Simultaneously, a company, CAPS (spinoff of INRIA research organization in France) has developed HMPP:

A separate topic not covered so far is the issue of benchmarks. Here are some classical benchmark test suites for parallel progrmas (using MPI, OpenMP, and other languages):

Information about DMTCP

DMTCP

If you have questions about DMTCP, please send e-mail to Kapil Arya and me. The username of Kapil Arya is his first name (all lower case) and: @ccs.neu.edu

DMTCP is available through the sourceforge web page. The easiest way to start is (in Linux) to type:

  svn co https://dmtcp.svn.sourceforge.net/svnroot/dmtcp/trunk dmtcp
  cd dmtcp
  ./configure
  [ OR:   ./configure --enable-debug ]
  make
  make check
  # NOTE:  If you use the 'svn', the waitpid test will fail.  This is normal.
  #   (IT is a new test planned for the next DMTCP release.)

The DMTCP commands are in the binsubdirectory of the DMTCP distribution. If you would like to test DMTCP manually, you can try it out on test/dmtcp1 (in the dmtcp test subdirectory). If you did make check above, then you will have automatically compiled test/dmtcp1 from test/dmtcp1.c . please set up two terminal windows. In the first terminal window, execute
  dmtcp_coordinator
In the second terminal window, remove any old checkpoint image files:
  rm -rf ckpt_*.dmtcp
and execute
  dmtcp_checkpoint PATH_TO_TEST_SUBDIR/dmtcp1
Next, in the coordinator window, try:
  ? [help command]
  s [status command]
  l [list of processes under checkpoint control]
  c [checkpoint command]
You should now see a file ckpt_dmtcp1_*.dmtcp in the directory where dmtcp1 was executing. Kill the dmtcp1 program (for example, by typing control-c).

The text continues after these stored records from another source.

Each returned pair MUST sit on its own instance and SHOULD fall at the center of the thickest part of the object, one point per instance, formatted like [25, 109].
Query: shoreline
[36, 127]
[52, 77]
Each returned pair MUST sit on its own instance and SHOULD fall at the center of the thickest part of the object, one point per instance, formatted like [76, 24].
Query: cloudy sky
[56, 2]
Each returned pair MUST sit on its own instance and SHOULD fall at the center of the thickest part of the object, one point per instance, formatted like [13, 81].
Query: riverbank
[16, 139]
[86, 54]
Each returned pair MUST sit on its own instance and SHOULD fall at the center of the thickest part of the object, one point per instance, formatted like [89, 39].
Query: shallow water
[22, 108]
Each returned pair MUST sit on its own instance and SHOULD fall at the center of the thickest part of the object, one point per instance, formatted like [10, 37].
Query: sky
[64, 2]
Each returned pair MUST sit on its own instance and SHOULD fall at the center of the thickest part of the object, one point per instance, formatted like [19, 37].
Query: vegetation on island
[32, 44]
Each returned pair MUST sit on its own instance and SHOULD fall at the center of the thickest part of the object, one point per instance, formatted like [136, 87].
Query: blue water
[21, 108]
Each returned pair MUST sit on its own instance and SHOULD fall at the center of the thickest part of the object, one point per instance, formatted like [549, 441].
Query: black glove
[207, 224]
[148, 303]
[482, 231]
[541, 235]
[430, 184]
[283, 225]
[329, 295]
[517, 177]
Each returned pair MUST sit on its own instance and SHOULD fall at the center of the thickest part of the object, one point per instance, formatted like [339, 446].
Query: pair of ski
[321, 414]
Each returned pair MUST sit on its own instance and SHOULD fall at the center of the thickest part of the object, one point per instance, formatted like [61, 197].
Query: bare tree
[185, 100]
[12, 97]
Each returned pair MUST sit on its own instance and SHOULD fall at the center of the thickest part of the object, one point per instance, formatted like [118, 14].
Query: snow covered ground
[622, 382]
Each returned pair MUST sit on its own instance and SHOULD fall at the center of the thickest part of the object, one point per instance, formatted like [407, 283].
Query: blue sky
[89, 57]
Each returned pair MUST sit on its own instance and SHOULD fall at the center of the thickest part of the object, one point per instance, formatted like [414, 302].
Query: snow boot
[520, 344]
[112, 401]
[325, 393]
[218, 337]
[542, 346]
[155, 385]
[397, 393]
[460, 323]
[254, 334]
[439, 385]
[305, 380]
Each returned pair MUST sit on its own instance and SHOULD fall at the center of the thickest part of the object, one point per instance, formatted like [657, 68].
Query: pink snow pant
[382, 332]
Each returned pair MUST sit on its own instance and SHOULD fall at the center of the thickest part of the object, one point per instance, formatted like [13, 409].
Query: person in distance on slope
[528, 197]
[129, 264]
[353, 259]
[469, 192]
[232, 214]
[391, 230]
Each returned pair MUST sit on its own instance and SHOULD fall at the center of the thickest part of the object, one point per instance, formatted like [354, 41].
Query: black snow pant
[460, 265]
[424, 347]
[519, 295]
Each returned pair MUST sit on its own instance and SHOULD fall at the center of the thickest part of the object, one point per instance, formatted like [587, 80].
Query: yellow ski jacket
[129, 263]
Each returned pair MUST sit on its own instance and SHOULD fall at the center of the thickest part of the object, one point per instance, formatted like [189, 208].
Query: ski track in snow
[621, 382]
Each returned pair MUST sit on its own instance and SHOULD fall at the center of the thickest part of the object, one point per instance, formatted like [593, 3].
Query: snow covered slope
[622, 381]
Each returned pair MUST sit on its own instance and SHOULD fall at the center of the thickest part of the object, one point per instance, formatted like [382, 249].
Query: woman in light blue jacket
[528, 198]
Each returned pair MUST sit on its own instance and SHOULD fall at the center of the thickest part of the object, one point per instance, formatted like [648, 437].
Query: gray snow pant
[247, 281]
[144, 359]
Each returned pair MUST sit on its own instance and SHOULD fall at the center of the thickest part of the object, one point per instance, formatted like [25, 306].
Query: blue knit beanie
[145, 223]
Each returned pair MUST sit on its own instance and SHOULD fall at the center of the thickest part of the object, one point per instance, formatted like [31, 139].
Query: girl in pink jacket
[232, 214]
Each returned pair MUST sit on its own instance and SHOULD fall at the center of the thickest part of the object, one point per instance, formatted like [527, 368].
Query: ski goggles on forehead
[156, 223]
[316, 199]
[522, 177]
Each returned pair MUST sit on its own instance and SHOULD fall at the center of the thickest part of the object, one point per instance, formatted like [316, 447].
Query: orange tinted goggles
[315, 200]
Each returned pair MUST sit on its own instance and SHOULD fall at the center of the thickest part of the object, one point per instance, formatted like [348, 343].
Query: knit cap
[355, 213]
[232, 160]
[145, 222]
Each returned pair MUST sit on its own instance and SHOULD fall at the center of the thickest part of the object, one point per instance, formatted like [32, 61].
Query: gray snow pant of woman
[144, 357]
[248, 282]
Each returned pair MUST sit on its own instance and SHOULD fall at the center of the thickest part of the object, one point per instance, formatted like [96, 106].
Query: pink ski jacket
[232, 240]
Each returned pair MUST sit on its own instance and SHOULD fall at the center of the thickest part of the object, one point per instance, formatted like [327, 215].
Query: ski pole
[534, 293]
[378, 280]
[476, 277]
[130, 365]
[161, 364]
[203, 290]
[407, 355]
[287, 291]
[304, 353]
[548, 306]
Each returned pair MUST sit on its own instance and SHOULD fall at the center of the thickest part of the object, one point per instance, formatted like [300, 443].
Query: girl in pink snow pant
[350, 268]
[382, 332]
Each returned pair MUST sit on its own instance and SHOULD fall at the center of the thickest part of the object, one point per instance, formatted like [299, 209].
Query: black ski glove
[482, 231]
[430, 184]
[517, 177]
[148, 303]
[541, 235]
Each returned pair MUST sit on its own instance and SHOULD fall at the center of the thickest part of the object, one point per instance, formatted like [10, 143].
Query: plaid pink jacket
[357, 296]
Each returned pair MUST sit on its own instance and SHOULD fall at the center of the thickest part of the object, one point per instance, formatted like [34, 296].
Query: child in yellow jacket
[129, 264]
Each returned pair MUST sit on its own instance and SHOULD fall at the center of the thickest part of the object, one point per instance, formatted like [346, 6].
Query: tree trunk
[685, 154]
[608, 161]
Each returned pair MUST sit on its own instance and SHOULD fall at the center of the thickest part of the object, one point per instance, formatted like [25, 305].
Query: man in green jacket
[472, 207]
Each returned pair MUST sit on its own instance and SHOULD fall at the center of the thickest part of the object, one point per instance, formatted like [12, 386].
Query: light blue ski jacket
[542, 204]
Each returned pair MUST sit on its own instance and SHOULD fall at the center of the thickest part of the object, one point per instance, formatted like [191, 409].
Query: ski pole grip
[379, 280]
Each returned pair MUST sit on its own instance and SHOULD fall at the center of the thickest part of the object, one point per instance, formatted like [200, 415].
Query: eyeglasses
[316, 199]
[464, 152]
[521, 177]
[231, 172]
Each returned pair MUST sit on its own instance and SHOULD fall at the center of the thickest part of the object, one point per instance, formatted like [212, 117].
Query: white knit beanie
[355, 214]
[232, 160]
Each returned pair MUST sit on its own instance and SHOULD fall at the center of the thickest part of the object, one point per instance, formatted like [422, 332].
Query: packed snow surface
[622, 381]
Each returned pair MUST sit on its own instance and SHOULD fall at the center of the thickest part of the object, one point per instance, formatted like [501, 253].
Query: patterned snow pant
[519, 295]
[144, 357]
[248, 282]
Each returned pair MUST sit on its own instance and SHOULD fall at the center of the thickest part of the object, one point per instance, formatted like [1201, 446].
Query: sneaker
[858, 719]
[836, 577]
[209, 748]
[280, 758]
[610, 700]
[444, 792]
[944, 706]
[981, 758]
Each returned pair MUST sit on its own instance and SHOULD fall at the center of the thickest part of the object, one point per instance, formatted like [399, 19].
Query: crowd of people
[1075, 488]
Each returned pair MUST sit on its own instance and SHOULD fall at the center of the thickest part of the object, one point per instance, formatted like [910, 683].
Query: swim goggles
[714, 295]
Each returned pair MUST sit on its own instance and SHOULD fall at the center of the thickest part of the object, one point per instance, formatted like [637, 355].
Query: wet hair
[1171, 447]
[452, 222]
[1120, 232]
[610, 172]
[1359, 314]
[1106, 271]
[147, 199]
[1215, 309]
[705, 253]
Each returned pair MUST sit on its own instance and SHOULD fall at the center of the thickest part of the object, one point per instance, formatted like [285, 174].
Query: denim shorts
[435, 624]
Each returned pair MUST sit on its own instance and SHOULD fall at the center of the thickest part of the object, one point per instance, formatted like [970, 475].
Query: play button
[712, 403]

Then type
  dmtcp_restart PATH_TO_CKPT_FILE/ckpt_dmtcp1_*.dmtcp

If you have any troubles, please don't hesitate to personally ask Kapil Arya or myself. A five minute answer to your question could save you several hours of your own trial-and-error searching. The best times to find us are during afternoons and early evening in my office (336 WVH) or the High Performance Computing Lab (370 WVH). Or else, send e-mail to Kapil Arya and myself. (My e-mail is gene@ccs.neu.edu . For Kapil Arya, use the his first name as the username, all in lower case.)

Further Optional Reading

Then browse the QUICK-START file in the top-level dmtcp directory. From there start browsing the source code. Some good techniques are:
  grep -r STRING ./
to do a recursive search for lines with STRING in it. Read man grep for further information. For example, grep -C2 ... will show you two lines before and after the string match. You can also pipe through grep -v BAD_SUBSTRING to avoid bad matches.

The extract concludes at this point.